Published online by Cambridge University Press: 05 June 2012
As paleontologists, Chester Stock and Hildegard Howard were interested in the abundance of the mammals that had walked the landscape and birds that had flown in the air above the landscape at the time the faunal remains from Rancho La Brea were deposited (Chapter 1). Zooarchaeologists (known as archaeozoologists in Europe), on the other hand, are typically interested in which taxa provided the most economic resources and which taxa provided little in the way of economic resources. Thus, as zooarchaeologist Dexter Perkins (1973:369) noted, “the primary objective of faunal analysis of material from an archaeological site [or from a paleontological site] is to establish the relative frequency of each species.” This target variable sought by paleontologists and zooarchaeologists concerns taxonomic abundances. What are the frequencies of the taxa in a collection?
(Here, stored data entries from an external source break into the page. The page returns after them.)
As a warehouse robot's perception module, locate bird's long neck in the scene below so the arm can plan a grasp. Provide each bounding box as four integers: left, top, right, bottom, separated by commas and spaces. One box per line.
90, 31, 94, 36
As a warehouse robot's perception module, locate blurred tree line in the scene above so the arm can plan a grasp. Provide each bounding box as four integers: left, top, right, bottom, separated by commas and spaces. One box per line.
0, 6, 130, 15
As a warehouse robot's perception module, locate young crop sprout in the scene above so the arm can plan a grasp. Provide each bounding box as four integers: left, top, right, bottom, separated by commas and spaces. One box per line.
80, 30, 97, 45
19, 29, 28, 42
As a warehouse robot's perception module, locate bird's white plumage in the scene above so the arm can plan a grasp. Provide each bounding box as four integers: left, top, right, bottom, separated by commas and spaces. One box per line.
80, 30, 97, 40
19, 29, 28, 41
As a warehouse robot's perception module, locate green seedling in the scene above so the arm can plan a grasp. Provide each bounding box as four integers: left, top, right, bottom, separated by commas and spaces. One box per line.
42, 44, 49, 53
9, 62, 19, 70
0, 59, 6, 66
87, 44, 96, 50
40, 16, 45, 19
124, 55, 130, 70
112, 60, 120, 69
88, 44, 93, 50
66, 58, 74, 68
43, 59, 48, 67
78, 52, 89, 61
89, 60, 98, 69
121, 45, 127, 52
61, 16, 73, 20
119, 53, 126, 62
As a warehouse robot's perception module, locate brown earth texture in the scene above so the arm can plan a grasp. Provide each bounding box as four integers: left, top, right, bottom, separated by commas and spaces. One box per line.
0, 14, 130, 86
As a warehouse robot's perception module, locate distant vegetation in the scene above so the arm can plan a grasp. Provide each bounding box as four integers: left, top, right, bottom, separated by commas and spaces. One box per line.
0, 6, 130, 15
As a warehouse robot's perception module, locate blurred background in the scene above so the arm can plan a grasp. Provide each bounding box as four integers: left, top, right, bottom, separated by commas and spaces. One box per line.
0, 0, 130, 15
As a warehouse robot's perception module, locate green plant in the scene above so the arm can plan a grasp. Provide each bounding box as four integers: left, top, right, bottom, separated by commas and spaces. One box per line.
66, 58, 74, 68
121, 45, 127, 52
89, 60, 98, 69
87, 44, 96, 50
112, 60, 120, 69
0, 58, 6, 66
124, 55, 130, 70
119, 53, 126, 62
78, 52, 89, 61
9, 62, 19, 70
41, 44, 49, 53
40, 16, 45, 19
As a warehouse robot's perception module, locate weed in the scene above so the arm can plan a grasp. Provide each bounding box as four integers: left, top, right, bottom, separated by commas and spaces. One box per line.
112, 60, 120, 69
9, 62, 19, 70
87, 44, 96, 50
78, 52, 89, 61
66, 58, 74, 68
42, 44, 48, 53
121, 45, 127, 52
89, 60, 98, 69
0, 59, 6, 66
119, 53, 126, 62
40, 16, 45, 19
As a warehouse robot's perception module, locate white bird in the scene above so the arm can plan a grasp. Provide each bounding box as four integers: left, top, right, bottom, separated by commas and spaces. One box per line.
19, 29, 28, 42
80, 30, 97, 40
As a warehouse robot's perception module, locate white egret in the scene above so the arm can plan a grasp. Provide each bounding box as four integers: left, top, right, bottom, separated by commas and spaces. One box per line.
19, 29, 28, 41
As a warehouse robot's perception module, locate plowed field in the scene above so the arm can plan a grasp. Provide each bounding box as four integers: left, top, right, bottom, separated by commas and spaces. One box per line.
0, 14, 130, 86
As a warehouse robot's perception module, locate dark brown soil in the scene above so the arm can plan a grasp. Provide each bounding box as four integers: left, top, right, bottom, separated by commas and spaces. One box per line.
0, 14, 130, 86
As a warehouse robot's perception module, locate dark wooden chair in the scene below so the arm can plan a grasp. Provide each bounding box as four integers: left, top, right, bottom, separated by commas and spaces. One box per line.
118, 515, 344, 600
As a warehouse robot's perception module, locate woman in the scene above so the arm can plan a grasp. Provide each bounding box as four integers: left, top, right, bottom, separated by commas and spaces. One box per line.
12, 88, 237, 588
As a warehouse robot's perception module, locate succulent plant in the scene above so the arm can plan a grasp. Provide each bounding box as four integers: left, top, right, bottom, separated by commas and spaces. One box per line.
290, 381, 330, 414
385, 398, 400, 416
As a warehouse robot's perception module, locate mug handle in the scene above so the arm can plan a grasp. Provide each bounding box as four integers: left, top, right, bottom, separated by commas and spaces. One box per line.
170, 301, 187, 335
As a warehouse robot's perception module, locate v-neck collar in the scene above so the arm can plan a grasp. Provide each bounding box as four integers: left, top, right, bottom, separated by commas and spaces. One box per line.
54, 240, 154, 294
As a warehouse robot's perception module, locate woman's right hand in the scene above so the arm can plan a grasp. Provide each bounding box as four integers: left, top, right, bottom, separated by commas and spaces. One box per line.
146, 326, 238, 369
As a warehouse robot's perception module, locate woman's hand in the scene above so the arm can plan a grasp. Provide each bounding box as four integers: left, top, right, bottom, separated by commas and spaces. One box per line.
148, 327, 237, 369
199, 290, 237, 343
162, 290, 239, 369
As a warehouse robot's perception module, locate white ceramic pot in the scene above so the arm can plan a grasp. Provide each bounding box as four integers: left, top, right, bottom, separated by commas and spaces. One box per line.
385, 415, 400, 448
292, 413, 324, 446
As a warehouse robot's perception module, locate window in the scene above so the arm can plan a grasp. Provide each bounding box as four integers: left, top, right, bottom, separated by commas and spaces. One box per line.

In any given collection of paleozoological remains, one might wish to know if carnivores are less abundant than herbivores, just as they normally are on the landscape. Given what he knew about ecological trophic structure – that herbivores should outnumber carnivores – imagine Stock's surprise to learn that the typically observed food pyramid or ecological trophic structure was upside down. The mammalian remains from Rancho La Brea represented more carnivores than herbivores − for a reason that many paleontologists thought was a taphonomic reason – because scavenging carnivores got “bogged down” or mired in the sticky tar seeping from the ground and failed to escape.